DENVER, Colo. — In Tuesday's COVID-19 press conference, Gov. Jared Polis and education officials emphasized a need for children to be attending school, either in-person or online, after seeing a decline in enrollment across the state.
Polis recognized there could be a multitude of reasons why students aren't enrolled and engaged because of the pandemic. He reminded parents who don't want their children attending in-person classes can enroll them in any online program in the state.
"We really worry about those lost kids that aren't going to school in person and whose parents didn't enroll them in an online school. Please, take that step for your kids to make sure that they have that opportunity to stay caught up with where their classmates are at so that they're ready to re-enter the schools when you feel it's safe," Polis said.
Students who aren't attending school right now could face a loss in learning anywhere from three months to two years, particularly for younger students, according to Aurora Public Schools Superintendent Rico Munn. His district has seen a steep decline in enrollment, but some students began the return to the classroom Monday.
"Even through the masks we could see and feel the sheer joy that they had at reconnecting with classmates, reconnecting with teachers and having the opportunity to seize upon this moment to further their education," Munn said.
The Colorado Commissioner of Education, Katy Anthes, said children who don't attend school in some capacity aren't just impacted in the classroom. They're missing out on critical resources, like school meals, health services and connection to peers and caring adults. She emphasized the importance of parents making sure their kids are not only enrolled, but also engaged in the classroom every day.

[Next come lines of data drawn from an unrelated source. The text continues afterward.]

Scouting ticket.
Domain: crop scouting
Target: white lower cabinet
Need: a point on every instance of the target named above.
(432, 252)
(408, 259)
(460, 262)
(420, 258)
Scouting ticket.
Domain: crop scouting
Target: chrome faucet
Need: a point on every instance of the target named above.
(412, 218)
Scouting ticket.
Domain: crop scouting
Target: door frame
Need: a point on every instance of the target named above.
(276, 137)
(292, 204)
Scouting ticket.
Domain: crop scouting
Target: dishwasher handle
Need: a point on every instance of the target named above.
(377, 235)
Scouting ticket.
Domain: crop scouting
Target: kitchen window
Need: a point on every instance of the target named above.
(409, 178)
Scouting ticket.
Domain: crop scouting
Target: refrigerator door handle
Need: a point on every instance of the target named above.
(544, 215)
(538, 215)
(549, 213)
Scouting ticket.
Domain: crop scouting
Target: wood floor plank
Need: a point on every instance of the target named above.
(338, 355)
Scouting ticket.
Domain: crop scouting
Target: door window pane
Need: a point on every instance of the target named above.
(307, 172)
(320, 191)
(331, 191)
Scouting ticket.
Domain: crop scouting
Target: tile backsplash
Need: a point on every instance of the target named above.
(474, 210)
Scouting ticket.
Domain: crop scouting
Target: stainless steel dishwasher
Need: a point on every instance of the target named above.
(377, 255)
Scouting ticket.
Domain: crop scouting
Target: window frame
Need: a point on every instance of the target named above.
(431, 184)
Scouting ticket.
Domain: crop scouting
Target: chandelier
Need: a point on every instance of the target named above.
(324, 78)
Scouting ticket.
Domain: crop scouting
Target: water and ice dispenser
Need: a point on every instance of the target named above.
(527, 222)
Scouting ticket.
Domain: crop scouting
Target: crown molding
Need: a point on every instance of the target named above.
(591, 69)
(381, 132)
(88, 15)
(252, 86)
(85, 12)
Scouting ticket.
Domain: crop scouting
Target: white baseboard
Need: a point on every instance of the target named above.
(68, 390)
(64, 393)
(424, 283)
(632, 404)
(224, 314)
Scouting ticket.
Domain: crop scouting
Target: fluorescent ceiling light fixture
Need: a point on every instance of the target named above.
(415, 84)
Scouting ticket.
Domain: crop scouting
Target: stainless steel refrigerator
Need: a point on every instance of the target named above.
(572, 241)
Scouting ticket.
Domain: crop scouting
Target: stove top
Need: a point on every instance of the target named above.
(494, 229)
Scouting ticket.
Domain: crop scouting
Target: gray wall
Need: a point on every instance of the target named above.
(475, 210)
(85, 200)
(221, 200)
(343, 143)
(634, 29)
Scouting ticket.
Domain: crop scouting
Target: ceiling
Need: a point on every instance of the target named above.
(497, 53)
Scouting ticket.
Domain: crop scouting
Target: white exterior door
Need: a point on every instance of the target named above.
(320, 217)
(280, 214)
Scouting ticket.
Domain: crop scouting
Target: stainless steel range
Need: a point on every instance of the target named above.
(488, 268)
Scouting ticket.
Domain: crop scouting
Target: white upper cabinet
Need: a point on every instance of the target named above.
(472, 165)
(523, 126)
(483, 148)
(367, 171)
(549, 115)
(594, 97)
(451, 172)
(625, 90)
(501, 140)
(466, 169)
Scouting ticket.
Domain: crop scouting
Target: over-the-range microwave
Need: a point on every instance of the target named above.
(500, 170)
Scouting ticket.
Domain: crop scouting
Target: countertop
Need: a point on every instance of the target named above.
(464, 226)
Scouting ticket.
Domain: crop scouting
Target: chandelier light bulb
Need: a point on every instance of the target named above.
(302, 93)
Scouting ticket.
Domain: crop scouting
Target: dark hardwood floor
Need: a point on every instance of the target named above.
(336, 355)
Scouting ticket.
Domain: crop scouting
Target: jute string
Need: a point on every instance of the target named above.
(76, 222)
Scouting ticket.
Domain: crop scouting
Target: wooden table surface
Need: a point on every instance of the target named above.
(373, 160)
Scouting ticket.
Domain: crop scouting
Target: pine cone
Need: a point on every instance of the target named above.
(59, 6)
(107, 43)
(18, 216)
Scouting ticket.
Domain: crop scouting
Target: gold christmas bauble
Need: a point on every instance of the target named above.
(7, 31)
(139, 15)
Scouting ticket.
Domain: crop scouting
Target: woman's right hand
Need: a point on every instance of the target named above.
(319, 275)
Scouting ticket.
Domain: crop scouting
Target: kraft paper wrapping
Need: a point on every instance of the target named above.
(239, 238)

"We cannot let our children's education become a casualty of this pandemic," Anthes said.
Attending school is critical to the development of kids and adolescents and keeps them from feeling isolated and alone, according to Dr. Chris Rogers, a child and adolescent psychiatrist. He said students who attend school are more likely to reach out to peers or a trusted adult if they're struggling. Kids do their best when they know what to expect in their day-to-day life, Rogers said.
This information comes just two days before the Student October Count on Thursday, a day used to collect data on student attendance that's critical for school funding.